My heart stops. I reread the text. Marriage? Is he screwing with me? We have been together now for seven months. Is this possible? Is this really happening?

“Yeah?” I reply, realizing that unlike other men who might bring marriage up to mess with your mind, he is 100 percent sincere.

“February 29,” he texts again. “We’d have an anniversary every four years.”

“That’s brilliant,” I write back.

“Then it’s decided,” he replies. “We’re engaged.”

I’m shell-shocked.

“!!!!!!!” I text back.

I spring up in my bed like I’ve been hit with a bolt of lightning. I blast Jay-Z’s “On to the Next One” and dance around in circles. When I was a kid, my mom would tell me to work out my energy by running around the pool. I wish I could do that right now, but instead I screen-grab his texts and make them my home screen.

Is this really happening?

When we meet up the next day in Bryant Park, Pat greets me with an embrace and holds me tight.

“We’re going to do this properly with a ring—the exact ring that you want—and I want you to be able to plan it out just how you want it,” he says. “Because this is like the ultimate getting-flowers-at-the-office competition, right?”

I kiss him gratefully. Pat understands how fun it can be to spike the ball.

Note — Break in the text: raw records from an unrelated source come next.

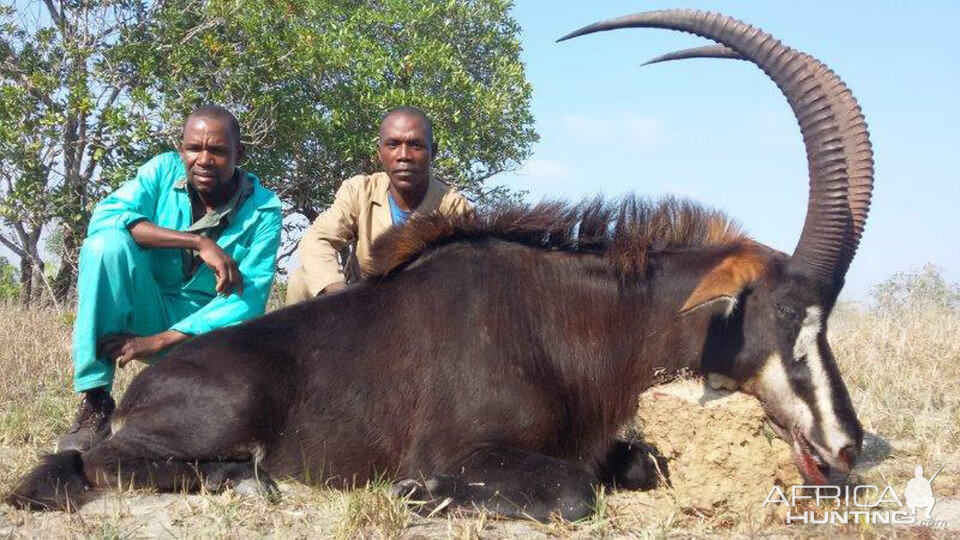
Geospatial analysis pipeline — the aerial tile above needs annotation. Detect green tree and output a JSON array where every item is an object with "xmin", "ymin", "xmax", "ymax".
[
  {"xmin": 0, "ymin": 0, "xmax": 171, "ymax": 302},
  {"xmin": 130, "ymin": 0, "xmax": 537, "ymax": 258},
  {"xmin": 0, "ymin": 0, "xmax": 537, "ymax": 300}
]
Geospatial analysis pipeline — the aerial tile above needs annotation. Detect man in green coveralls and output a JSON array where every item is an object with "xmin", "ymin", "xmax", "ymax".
[{"xmin": 58, "ymin": 105, "xmax": 281, "ymax": 451}]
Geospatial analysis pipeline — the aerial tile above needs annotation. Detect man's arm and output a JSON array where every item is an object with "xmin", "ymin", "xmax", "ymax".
[
  {"xmin": 297, "ymin": 177, "xmax": 362, "ymax": 296},
  {"xmin": 170, "ymin": 209, "xmax": 283, "ymax": 335},
  {"xmin": 129, "ymin": 219, "xmax": 243, "ymax": 294}
]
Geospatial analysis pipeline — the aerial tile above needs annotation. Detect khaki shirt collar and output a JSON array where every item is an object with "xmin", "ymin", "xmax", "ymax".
[{"xmin": 371, "ymin": 172, "xmax": 447, "ymax": 216}]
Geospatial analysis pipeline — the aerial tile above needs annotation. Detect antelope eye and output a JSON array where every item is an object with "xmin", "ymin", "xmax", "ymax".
[{"xmin": 777, "ymin": 304, "xmax": 799, "ymax": 321}]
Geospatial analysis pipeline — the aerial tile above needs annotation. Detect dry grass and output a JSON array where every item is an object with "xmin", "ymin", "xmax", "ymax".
[{"xmin": 0, "ymin": 268, "xmax": 960, "ymax": 539}]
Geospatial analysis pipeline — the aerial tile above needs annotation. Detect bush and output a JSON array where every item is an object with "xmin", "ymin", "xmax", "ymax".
[{"xmin": 871, "ymin": 263, "xmax": 960, "ymax": 314}]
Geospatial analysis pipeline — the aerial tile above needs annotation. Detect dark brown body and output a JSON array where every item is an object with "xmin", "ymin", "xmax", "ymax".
[{"xmin": 8, "ymin": 11, "xmax": 873, "ymax": 520}]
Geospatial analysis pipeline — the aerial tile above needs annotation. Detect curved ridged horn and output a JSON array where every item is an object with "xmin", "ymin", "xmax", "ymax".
[
  {"xmin": 642, "ymin": 45, "xmax": 746, "ymax": 66},
  {"xmin": 558, "ymin": 10, "xmax": 873, "ymax": 293}
]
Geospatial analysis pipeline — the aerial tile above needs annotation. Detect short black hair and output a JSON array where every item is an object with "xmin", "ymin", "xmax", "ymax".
[
  {"xmin": 380, "ymin": 105, "xmax": 435, "ymax": 146},
  {"xmin": 183, "ymin": 104, "xmax": 241, "ymax": 147}
]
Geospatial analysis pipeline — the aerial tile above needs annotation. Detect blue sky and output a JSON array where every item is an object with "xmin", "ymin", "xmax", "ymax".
[{"xmin": 500, "ymin": 0, "xmax": 960, "ymax": 300}]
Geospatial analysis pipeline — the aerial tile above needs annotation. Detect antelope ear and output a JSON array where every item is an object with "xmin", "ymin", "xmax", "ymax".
[{"xmin": 680, "ymin": 249, "xmax": 765, "ymax": 315}]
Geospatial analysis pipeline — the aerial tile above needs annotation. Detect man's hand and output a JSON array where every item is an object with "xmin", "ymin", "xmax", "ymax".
[
  {"xmin": 320, "ymin": 281, "xmax": 347, "ymax": 295},
  {"xmin": 130, "ymin": 220, "xmax": 243, "ymax": 295},
  {"xmin": 197, "ymin": 236, "xmax": 243, "ymax": 295},
  {"xmin": 97, "ymin": 330, "xmax": 190, "ymax": 367}
]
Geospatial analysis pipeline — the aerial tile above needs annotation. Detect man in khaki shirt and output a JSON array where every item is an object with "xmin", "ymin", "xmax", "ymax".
[{"xmin": 287, "ymin": 107, "xmax": 470, "ymax": 306}]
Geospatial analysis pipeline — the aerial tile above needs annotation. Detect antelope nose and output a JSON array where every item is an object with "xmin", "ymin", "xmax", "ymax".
[{"xmin": 838, "ymin": 444, "xmax": 860, "ymax": 470}]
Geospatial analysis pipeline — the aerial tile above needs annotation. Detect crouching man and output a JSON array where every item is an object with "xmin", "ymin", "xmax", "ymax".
[
  {"xmin": 57, "ymin": 106, "xmax": 281, "ymax": 451},
  {"xmin": 287, "ymin": 107, "xmax": 472, "ymax": 306}
]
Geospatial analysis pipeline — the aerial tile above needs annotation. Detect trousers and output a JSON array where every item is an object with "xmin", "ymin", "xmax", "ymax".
[{"xmin": 71, "ymin": 229, "xmax": 200, "ymax": 392}]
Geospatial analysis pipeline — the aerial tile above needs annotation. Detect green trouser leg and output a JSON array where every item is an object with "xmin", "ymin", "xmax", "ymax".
[{"xmin": 72, "ymin": 229, "xmax": 175, "ymax": 392}]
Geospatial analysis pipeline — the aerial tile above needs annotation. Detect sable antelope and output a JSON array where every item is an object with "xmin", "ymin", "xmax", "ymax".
[{"xmin": 8, "ymin": 11, "xmax": 873, "ymax": 519}]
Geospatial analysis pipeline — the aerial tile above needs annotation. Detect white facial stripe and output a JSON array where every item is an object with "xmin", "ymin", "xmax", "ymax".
[
  {"xmin": 748, "ymin": 353, "xmax": 813, "ymax": 433},
  {"xmin": 793, "ymin": 306, "xmax": 853, "ymax": 459}
]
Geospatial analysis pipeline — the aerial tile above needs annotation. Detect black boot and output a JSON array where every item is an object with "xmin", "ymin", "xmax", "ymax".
[{"xmin": 57, "ymin": 388, "xmax": 117, "ymax": 452}]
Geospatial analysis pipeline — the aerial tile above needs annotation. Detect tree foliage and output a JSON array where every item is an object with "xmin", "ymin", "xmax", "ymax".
[
  {"xmin": 0, "ymin": 0, "xmax": 170, "ymax": 301},
  {"xmin": 0, "ymin": 0, "xmax": 537, "ymax": 300},
  {"xmin": 131, "ymin": 0, "xmax": 536, "ymax": 219}
]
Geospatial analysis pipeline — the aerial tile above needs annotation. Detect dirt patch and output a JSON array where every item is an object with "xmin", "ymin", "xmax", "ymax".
[
  {"xmin": 611, "ymin": 380, "xmax": 801, "ymax": 529},
  {"xmin": 0, "ymin": 380, "xmax": 960, "ymax": 538}
]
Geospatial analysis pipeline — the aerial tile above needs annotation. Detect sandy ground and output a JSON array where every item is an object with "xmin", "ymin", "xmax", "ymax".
[{"xmin": 0, "ymin": 380, "xmax": 960, "ymax": 538}]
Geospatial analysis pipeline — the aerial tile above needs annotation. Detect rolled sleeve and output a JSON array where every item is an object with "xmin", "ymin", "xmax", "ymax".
[
  {"xmin": 170, "ymin": 210, "xmax": 282, "ymax": 335},
  {"xmin": 297, "ymin": 179, "xmax": 359, "ymax": 296}
]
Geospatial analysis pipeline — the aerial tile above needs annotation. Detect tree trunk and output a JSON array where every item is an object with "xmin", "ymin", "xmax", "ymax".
[
  {"xmin": 51, "ymin": 224, "xmax": 80, "ymax": 301},
  {"xmin": 20, "ymin": 257, "xmax": 33, "ymax": 306}
]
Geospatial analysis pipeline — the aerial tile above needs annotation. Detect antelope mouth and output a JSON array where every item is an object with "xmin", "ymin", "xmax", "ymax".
[{"xmin": 793, "ymin": 428, "xmax": 830, "ymax": 485}]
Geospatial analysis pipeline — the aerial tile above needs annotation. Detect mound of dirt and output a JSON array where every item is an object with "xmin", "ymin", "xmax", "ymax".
[{"xmin": 611, "ymin": 379, "xmax": 802, "ymax": 527}]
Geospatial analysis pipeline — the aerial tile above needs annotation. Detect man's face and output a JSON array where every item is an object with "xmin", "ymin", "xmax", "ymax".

“I want a ruby ring,” I say.

He touches my face gently.

“You do?” he asks.

The ruby ring has a particular sentimentality for us. When we first shared all our stories, Pat told me once about his grandma’s ring, which featured all of her grandkids’ birthstones.

As a little boy, four or five years old, he would touch the ruby stone and say, “That’s me!”

I want him to be able to do the same with mine.

“And we can do the public proposal on the steps of Times Square . . . and we can Periscope the whole thing so our friends and family can watch,” I say, on a roll now, so excited at the opportunity to go sky’s-the-limit.

“That sounds great,” he says.

On the day of the event, we wake up at 5 a.m., and I pick up a copy of the Daily News, which shows a picture of us in the top left corner.

“Tune in, see her yes face!” the headline reads, telling people to watch us Periscope the proposal later that day. It is like something out of a million vision boards I would never dare create.

“Mandy,” Pat says as a crowd watches on the red TKTS steps of Times Square and another one watches online, “I’ve been smitten with you since before we met for our first date. I couldn’t understand how you could still be single. We met on a stunt date over coffee. You told me stories. A lot of them involving sex. You mentioned how many dicks you sucked. It was magical. After our first date, I was still smitten, but I could kind of understand the still-single part.”

I am crying-laughing.

“Mandy, in all seriousness you’re the smartest person I’ve ever met. You’re the sweetest person I’ve ever met. You’re the funniest woman I’ve ever met. You’re the person on earth I always want to see the most.